Virtualisierung mit VirtualBox – Teil 3

Im dritten Teil der Artikelreihe zu VirtualBox sehen wir uns die Einstellungsmöglichkeiten der virtuellen Maschine genauer an.

Einstellungen

VirtualBox Einstellungen

Allgemein

Der Allgemein Bereich der Einstellungen ist recht schnell erklärt. Hier kann man den Namen der virtuellen Maschine ändern und dessen Basiseinstellung bezüglich Betriebssystem und Version. Das geht deshalb so einfach, da die Einstellungen der virtuellen Maschine unabhängig von der virtuellen Festplatte gespeichert sind. Das Problem ist nur, dass bei falschen Einstellungen das System einfach nicht mehr bootet. Ein Beispiel hierfür ist, wenn man von einem installierten 32bit Version auf 64bit umstellt.

Im Erweitert Bereich gibt es noch eine wichtige Einstellung und zwar die gemeinsame Zwischenablage. Diese wird benötigt um mit Kopieren und Einfügen von einem System zum anderen zu arbeiten.

System

Bei den Systemeinstellungen sind vor allem der Speicher und der Prozessor wichtig. Diese Einstellungen wirken sich auf beide (Host- und Gastsystem) Systeme gleichermaßen aus.
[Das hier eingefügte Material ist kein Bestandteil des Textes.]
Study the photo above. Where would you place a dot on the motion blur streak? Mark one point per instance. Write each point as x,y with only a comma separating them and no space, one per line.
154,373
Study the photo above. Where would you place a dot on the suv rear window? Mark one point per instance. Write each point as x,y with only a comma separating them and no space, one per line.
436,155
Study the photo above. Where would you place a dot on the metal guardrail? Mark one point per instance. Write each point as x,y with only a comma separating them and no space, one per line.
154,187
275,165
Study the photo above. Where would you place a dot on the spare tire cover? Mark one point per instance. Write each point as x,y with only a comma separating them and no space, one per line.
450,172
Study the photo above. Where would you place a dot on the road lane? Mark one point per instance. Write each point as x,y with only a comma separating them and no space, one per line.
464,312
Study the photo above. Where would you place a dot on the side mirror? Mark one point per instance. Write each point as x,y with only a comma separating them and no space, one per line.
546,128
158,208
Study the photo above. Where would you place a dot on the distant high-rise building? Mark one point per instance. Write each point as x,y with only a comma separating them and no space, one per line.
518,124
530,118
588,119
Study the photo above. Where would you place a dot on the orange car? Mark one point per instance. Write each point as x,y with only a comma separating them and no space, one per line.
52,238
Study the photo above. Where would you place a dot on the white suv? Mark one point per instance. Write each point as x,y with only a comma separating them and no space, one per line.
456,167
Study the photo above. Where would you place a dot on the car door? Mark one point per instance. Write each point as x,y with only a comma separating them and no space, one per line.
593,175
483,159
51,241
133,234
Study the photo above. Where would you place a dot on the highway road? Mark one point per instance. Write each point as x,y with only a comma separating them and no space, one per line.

Teilt man der virtuellen Maschine zuviel Speicher zu wird das Hostsystem langsam und umgekehrt. Hier kann man gerne etwas experimentieren. Die optimale Einstellung ist abhängig sowohl vom Host- und Gastsystem als auch von den auf beiden laufenden Programmen. So könnten auch von Windows XP zu Windows XP Gastsystem unterschiedliche Einstellungen notwendig sein.

Ein weiterer wichtiger Punkt ist das absolute Zeigergerät. Damit kann man mit dem Gastsystem im Fenster arbeiten als würde das System nativ auf dem Hostsystem laufen.

Anzeige

Bei der Anzeige kann man den Videospeicher der Grafikkarte einstellen. Auch hier sollte man vorsichtig sein. Zusätzlich kann man 2D und 3D Beschleunigung aktivieren. Die 3D Beschleunigung ist bei DirectX Anwendungen noch sehr experimentell und eigentlich nur zum Ausprobieren gedacht. Man sollte sich hier nicht zu viele Hoffnungen machen. Jedoch gibt es auch Programme und Spiele die funktionieren. Außerdem wird VirtualBox ständig weiterentwickelt.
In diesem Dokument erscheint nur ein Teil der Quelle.